Vioolconcert van Coleridge-Taylor
Op papier beloofde het een bijzonder concert te worden: de Amerikaanse violiste Nijoma Chinyere Grevious, terecht geprezen om haar expressieve toon en elegante spel, kwam het vrijwel onbekende Vioolconcert van de Afrikaans-Britse componist Samuel Coleridge-Taylor (1875-1912) spelen, waarmee ze in 2023 de prestigieuze Sphinx Competition in Detroit won. Het zou om een gepassioneerd werk in rhapsodische stijl gaan, gebaseerd op Negro Melodies en de laat-romantische traditie van componisten als Dvorak, Brahms en Bruch. Coleridge-Taylor, bijgenaamd de ‘Afrikaanse Mahler’, componeerde het stuk in 1912, vlak voor zijn onverwachts vroege dood ten gevolge van een longontsteking. Hij schreef het voor Maud Powel, de eerste Amerikaanse vioolsolist die naam maakte in Europa. Het stuk ging op 4 juni 1912 in Norfolk, Virginia tijdens het Norfolk Festival in première, waarna de met de post verstuurde orkestpartijen deels zoekraakten. Er werd gefluisterd dat de noten ten onder waren gegaan met de Titanic, die zoals alle boten die over de oceanen voeren inderdaad post aan boord had. Later kwam aan het licht dat het een andere, eveneens in 1912 gezonken boot betrof.
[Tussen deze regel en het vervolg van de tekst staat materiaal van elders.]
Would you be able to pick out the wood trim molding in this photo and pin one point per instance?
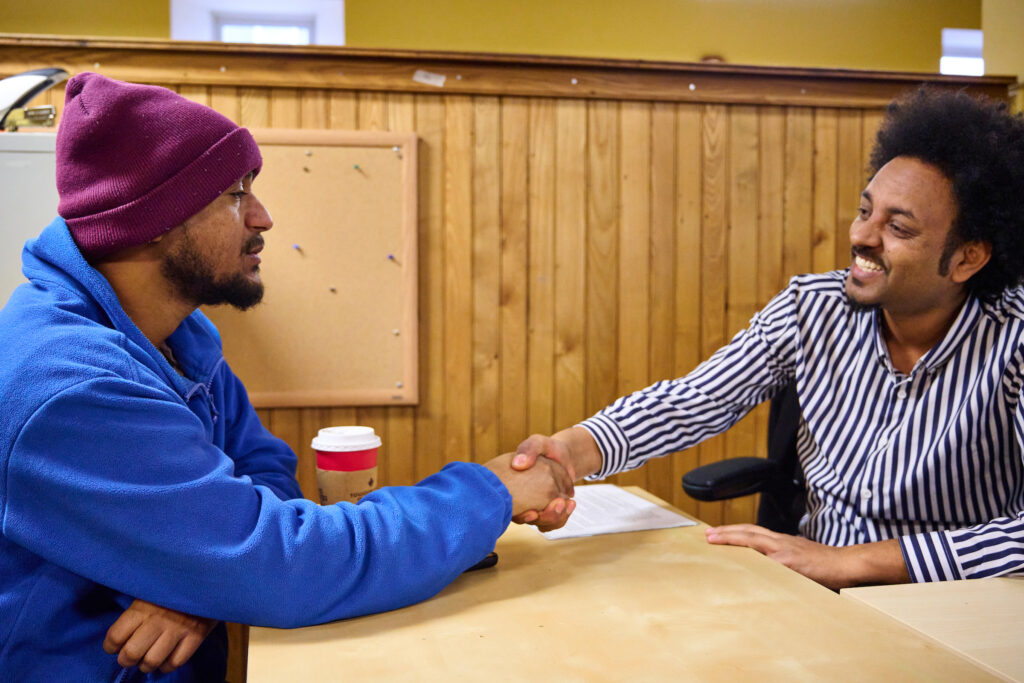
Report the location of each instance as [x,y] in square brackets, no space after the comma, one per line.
[454,73]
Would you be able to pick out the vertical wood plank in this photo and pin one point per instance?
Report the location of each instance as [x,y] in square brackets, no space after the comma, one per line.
[771,226]
[485,276]
[342,110]
[799,191]
[689,247]
[541,306]
[254,110]
[825,139]
[514,272]
[226,100]
[848,181]
[634,254]
[602,254]
[377,417]
[286,424]
[660,479]
[714,263]
[458,275]
[285,108]
[429,414]
[741,298]
[313,109]
[871,121]
[570,264]
[400,466]
[372,110]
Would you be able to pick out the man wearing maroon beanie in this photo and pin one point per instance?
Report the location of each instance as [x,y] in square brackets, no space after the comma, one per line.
[133,469]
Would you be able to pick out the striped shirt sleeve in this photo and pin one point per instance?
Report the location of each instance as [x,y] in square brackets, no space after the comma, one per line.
[675,415]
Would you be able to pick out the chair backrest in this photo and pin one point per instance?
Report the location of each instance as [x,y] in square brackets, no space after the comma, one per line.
[783,500]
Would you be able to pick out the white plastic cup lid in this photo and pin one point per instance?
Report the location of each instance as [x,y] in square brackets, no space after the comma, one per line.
[346,438]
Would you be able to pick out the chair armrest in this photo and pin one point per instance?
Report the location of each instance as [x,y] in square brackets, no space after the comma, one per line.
[729,478]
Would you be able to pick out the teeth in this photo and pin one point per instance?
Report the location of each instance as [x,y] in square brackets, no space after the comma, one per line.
[864,264]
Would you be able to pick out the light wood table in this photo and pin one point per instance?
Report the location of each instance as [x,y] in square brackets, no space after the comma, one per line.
[981,619]
[644,606]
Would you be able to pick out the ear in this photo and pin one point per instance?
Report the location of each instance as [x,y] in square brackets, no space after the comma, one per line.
[969,259]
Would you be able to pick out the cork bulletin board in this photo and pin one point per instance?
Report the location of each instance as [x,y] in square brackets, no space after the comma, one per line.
[338,322]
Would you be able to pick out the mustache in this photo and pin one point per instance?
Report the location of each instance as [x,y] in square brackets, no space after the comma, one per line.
[252,244]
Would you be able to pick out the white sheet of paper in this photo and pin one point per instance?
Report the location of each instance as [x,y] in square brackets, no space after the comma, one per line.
[604,508]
Maar de originele vioolpartij en schetsen van de orkestpartij werden in de jaren ’90 grotendeels teruggevonden in de archieven van het Norfolk Festival. Het werk werd gereconstrueerd en in 2004 door de Franse violist Philippe Graffin voor het eerst uitgevoerd en opgenomen. In de recensies werd gesproken over de ‘nobility and warmth’ van dit ‘onterecht vergeten meesterwerk’ (Grammophon Magzine) en de ‘verrassende originaliteit’ (The Guardian). BBC Magzine omschreef het concert als een ‘soulful and lirical work, rich in melody and emotional nuance.’ Kennismaking met dit vergeten werkt leek dus niet alleen interessant vanuit cultuurhistorisch oogpunt (Coleridge-Taylor, die o.a. door Elgar werd aangeprezen, behoorde tot de eerste zwarte componisten die zich vrijelijk bewogen in de Westerse klassieke muziekscene), maar ook vanuit muzikaal en artistiek oogpunt. Voeg daarbij de om haar warme viooltoon, emotionele diepgang en technische brille geprezen soliste, op dit moment Artist-in-Residence bij de Chicago Philharmonic, die zich als zwarte soliste sterk maakt voor het Vioolconcert van Coleridge-Taylor om zo bij te dragen aan diversiteit in de klassieke muziekwereld, en de avond leek niet meer stuk te kunnen.

Weinig opwindend
Toepasselijk voorafgegaan door een krachtige lezing van Joan Towers Fanfare for the Uncommon Woman (1886),
destijds bedoeld als een ode aan dappere, avontuurlijke en grensverleggende vrouwen bij wijze van antwoord op Coplands Fanfare for the common Man, begonnen de moedige Nijoma Chinyere Grevious en het Brussels Philharmonic o.l.v de Poolse (vrouwelijke!) dirigent Marzena Diakun aan hun politiek correcte Coleridge-Taylor-avontuur. Op de onmiskenbare violistische en muzikale kwaliteiten van de violiste was niets aan te merken, en de samenwerking tussen solist en het door Marzena gedisciplineerd en gedreven aangevuurde orkest verliep probleemloos en soepel. Wat helaas zwaar tegenviel was de kwaliteit van de muziek van Coleridge-Taylor, die zijn
Vioolconcert opbouwde in de klassieke driedelige concertvorm, met een rijk georkestreerd Allegro maestoso, een lyrisch Andante semplice en een energiek en dansant Allegro molto. Daar zou niets op tegen zijn, ware het niet dat zijn ‘vloeiende’ melodieën tamelijk banaal overkwamen en geen moment echt wisten te ontroeren, terwijl er aan de langdradige, contrastarme, vaak in herhalingen vervallende opbouw van het werk weinig spannends te beleven viel. Zelfs de dansante ritmes wilde maar niet echt gaan swingen, de muziek was ronduit saai en er leek geen eind aan te komen. Hoe mooi de soliste ook speelde en met hoeveel liefde ze de solostem ook probeerde te verfraaien met betoverende klankleuren en diepgang, het Vioolconcert van Coleridge-Taylor wilde maar niet uitstijgen boven het degelijke, brave en gemiddelde, zodat de waarde van de uitvoering geheel gelegen was in de maatschappelijke en symbolische betekenis ervan en zeker niet in de muzikale. Het ontbrak bij dit Vioolconcert van Coleridge-Taylor bijna volledig aan een beklijvende, authentieke muzikale signatuur.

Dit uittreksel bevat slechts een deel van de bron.